Tumors from the two experimental groups were then immunostained for H2A.Z, Ki67 and p21. H2A.Z knockdown tumors exhibited decreased Ki67 staining, but increased p21 staining (Fig. 6B). In addition, in a pulmonary experimental metastasis assay, it was demonstrated that H2A.Z knockdown cells resulted in decreased number of metastases in the lung (Fig. 6C). H2A.Z knockdown induced apoptosis in ICC cell lines (Fig. 4A). Therefore, TUNEL assays were performed in sections from the harvested tumors in order to investigate whether H2A.Z had the same effect on cell apoptosis in vivo. As expected, H2A.Z knockdown was associated with a higher percentage of TUNEL-positive cells in the tumors, compared with the control group (Fig. 6D).

Unresectable primary CC is fatal, and the median survival of these patients without treatment is ~3–6 months (23). Cisplatin is an effective antineoplastic drug in the treatment of multiple neoplasms (24,25). In specific, the hydrolysis product of cisplatin can react with DNA, producing crosslinks which can destroy transcription and replication of DNA. Combination of gemcitabine and cisplatin is the first line chemotherapy for unresectable CC (26).

Because H2A.Z knockdown induced cell cycle arrest and apoptosis in ICC cell lines, it was hypothesized that H2A.Z knockdown might synergistically act with cisplatin in the therapy of ICC. Indeed, treatment with cisplatin in the H2A.Z-silenced CCLP-1 cells resulted in increased apoptosis compared with the normal control group (Fig. 7A and B).

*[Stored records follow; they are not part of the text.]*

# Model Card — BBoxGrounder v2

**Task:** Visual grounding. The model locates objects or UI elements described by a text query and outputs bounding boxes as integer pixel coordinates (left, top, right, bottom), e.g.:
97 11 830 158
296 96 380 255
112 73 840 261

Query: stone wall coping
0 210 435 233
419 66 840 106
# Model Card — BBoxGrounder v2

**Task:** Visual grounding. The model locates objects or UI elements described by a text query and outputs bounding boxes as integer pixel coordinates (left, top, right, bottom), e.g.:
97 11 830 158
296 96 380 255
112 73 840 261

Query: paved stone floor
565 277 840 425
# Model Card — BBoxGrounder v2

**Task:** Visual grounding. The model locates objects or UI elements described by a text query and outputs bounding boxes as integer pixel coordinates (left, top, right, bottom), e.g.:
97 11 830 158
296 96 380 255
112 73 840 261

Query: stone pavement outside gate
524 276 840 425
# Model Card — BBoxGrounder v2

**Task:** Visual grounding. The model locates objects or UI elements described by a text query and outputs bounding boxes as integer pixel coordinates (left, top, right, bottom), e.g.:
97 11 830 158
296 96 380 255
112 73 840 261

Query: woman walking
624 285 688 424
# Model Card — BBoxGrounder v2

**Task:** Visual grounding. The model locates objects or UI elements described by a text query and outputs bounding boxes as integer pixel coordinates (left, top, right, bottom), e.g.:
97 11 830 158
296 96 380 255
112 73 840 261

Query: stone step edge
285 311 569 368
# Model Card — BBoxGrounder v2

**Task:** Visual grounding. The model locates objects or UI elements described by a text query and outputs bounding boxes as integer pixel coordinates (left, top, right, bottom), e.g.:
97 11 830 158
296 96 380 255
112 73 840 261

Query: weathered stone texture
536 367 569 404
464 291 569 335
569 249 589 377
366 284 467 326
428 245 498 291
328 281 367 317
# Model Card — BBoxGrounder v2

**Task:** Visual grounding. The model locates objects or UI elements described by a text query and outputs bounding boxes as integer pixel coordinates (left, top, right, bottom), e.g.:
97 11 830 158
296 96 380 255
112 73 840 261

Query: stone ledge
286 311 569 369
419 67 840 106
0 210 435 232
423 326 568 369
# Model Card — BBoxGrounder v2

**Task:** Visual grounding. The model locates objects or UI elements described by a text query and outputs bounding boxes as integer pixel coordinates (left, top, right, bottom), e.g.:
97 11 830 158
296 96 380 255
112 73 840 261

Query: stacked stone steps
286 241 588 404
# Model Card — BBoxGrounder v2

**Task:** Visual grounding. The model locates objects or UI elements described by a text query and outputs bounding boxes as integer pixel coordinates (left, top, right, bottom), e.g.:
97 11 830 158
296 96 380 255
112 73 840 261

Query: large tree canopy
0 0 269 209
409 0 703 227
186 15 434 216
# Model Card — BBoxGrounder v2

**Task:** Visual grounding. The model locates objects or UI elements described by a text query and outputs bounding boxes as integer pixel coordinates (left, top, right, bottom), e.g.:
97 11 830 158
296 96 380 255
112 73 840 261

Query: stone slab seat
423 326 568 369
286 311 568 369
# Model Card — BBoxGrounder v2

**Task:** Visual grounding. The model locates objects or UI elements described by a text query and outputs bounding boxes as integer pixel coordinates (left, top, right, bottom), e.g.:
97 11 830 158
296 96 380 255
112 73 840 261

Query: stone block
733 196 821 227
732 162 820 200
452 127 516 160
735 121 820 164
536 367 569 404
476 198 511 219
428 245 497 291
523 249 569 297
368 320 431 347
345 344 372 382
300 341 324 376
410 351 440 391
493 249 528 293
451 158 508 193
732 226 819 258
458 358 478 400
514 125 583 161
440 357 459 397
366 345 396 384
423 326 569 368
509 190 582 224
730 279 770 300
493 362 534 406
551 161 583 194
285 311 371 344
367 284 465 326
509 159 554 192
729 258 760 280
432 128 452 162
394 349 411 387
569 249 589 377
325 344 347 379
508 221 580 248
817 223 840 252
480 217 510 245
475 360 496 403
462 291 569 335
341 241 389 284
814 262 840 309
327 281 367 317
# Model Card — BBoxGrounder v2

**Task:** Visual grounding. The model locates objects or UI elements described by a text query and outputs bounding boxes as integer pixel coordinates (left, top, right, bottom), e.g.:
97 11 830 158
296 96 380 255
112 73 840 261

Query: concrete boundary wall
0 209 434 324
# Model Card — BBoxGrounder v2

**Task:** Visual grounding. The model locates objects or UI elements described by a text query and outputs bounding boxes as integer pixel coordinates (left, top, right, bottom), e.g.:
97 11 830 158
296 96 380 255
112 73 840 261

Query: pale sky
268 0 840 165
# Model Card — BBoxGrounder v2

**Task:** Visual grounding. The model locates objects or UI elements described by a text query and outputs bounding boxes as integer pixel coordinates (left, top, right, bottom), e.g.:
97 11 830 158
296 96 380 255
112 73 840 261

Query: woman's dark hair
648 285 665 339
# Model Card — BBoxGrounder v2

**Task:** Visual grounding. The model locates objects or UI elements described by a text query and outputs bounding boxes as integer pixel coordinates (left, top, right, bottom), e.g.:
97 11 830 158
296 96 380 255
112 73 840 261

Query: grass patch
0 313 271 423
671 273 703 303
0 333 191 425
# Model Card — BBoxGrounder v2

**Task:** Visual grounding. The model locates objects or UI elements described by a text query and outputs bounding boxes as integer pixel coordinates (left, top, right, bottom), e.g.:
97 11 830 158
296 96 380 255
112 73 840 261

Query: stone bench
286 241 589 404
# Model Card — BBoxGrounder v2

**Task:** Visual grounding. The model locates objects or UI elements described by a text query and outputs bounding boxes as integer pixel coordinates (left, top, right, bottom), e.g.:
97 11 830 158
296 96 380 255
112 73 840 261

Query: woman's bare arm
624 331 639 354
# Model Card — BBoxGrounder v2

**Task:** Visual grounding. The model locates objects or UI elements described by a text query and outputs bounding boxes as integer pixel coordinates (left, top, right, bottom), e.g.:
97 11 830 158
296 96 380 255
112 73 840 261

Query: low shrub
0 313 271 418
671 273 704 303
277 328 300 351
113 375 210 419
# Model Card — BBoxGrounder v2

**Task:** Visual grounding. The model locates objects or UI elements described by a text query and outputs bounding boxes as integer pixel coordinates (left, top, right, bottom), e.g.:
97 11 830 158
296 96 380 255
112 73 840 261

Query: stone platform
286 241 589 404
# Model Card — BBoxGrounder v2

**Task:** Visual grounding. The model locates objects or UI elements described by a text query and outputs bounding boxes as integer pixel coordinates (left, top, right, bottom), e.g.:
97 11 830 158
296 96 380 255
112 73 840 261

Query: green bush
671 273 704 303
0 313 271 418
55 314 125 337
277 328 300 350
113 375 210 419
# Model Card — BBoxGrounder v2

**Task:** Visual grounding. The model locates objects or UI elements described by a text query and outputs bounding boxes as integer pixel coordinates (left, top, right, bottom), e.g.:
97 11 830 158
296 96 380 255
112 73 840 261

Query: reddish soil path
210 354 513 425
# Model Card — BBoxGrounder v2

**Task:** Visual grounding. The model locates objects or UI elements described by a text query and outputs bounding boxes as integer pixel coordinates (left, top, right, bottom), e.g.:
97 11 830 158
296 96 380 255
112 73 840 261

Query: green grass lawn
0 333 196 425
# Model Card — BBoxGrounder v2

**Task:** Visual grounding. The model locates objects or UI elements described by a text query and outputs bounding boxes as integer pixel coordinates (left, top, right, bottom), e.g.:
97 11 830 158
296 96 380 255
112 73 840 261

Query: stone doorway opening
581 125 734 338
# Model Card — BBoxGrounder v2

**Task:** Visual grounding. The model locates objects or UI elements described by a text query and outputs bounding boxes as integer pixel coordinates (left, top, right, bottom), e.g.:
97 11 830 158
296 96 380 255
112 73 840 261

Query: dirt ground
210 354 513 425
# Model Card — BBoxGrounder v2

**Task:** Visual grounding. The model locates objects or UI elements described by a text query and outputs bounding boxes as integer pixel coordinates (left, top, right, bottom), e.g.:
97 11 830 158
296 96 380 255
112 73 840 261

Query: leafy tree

In cell proliferation assays, treatment with cisplatin combined with H2A.Z knockdown inhibited the proliferation of CCLP-1 cells more powerfully than the single treatments of either cisplatin or shRNA (P<0.01; Fig. 7C). Next, western blot analysis was performed to evaluate the molecular mechanism underlying the synergetic effect of H2A.Z knockdown and cisplatin in ICC cells. Separately, both H2A.Z knockdown and cisplatin treatment induced the expression of apoptotic markers. However, the treatment with cisplatin in H2A.Z-silenced cells resulted in a synergistically increased expression of apoptosis-related proteins (Fig. 7C). Taken together, these results suggested that H2A.Z knockdown increased the sensitivity of ICC cells to cisplatin.